For the most part today’s backdrop was dilapidated mills with a few renovations along the way. Entering one lock a body flew over the boat, followed by another. After negotiating a flight path away form the solar panel the camera came out. Not sure it was the reaction they were hoping for but after a few, ‘Missed its, start again please,’ and by the time Nick had banged on about how ‘When he was younger he’d have jumped it length ways…’ they were more than happy to be on their way. There was one final question, ‘How do we flood a pound?’ Very disappointed with news of overflow sluices and completely disinterested in draining one, they shrugged ‘We just untie boats if the people are knobs.’ And off they went. A few more tow path hangers hung about today but its seems there’s nothing like a southern accent to get them laughing, one long vowel Slaithwaite and they’re putty in your hands.
Water levels are down and creeping our way through one especially low pound we got talking to a Canal and River Trust guy who broke the news that the stoppage caused by some numpty smacking into a gate on the Ashton might not be finished until the date of our Ribble Link crossing. Oh. So our summer might be about to change course. We’ll be stopping well above Portland Basin to discover our fate.
There was time for a quick look round Slaithwaite this evening – many of the canal scenes in Last of The Summer Wine were filmed here.
Ramming and shoving like mad we still couldn’t cram the boat into Lock 6 of the Huddersfield Broad without taking a fender off. In what seemed like no time quite a gathering had appeared, slightly disappointed to realise nothing catastrophic was going down they happily hung around, chipping in with helpful suggestions.
It seems the more chaotic the arrival, the more people you get to know. Finally tied up we’d talked to pretty much everyone moored in Huddersfield. With space tight, I was sent on to pace out the mooring, after a bit of discussion with the guy on the boat opposite I waved Nick on – it was a slightly awkward wave as deep down I knew my paces had been on the short, hopeful, side. Needless to say we didn’t fit and spent the next few hours wedged at an angle, hanging out across the boat behind, creating a bit of a water block until our neighbours finally came home. Whilst moaning about the effect moving might have on his tv reception the guy shuffled his boat along a bit. Discovering we were both Severn Valley, and establishing neither of us had been unfortunate victims of the Severn Valley collapse, we climbed inside to compare and contrast, during which time he mellowed after discovering he still had a picture on the screen.

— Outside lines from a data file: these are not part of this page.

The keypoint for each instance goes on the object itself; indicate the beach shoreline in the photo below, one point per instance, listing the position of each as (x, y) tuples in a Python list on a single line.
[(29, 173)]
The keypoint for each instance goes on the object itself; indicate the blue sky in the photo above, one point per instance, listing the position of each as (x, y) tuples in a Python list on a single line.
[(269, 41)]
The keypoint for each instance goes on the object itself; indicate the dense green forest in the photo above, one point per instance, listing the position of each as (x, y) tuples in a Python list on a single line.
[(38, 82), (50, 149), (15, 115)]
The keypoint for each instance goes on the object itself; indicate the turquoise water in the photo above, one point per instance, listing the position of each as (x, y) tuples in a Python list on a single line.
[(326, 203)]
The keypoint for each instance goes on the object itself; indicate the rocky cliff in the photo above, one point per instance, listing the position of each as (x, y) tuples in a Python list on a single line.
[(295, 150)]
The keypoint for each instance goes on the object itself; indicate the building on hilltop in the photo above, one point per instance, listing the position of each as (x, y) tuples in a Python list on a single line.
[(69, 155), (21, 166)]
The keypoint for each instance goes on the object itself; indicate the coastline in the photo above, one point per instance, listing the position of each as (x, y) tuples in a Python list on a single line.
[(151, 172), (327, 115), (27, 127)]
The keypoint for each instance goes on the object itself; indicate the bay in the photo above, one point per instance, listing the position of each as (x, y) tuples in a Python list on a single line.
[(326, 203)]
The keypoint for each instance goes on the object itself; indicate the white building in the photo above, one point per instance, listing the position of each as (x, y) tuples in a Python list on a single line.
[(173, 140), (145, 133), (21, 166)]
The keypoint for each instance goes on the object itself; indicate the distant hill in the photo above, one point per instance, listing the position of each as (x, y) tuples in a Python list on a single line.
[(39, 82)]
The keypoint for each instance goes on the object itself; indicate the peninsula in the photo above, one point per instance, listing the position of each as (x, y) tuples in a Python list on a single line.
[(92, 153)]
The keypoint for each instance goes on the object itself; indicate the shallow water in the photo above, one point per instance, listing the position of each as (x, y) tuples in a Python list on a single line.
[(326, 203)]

From Huddersfield bus station we took to a speedy morning trip across the moors. Inside The National Coal Mining Museum at Caphouse Colliery, all kitted out with hard hats and lamps we clambered inside the cage and dropped 450ft underground. For almost two hours our group was taken through the history of mining, shown machinery, plunged into total darkness and given a fascinating tour of the coal face by an ex-collier who worked his last day of mining last March - 43 years without much daylight. Phones, battery watches, cameras, lighters, key fobs are all contraband for fear of explosions, so what lay below stayed that way with no photos rising up to the surface.
Back on the move in the morning, some hardcore lock work ahead - 8 miles, 41 locks.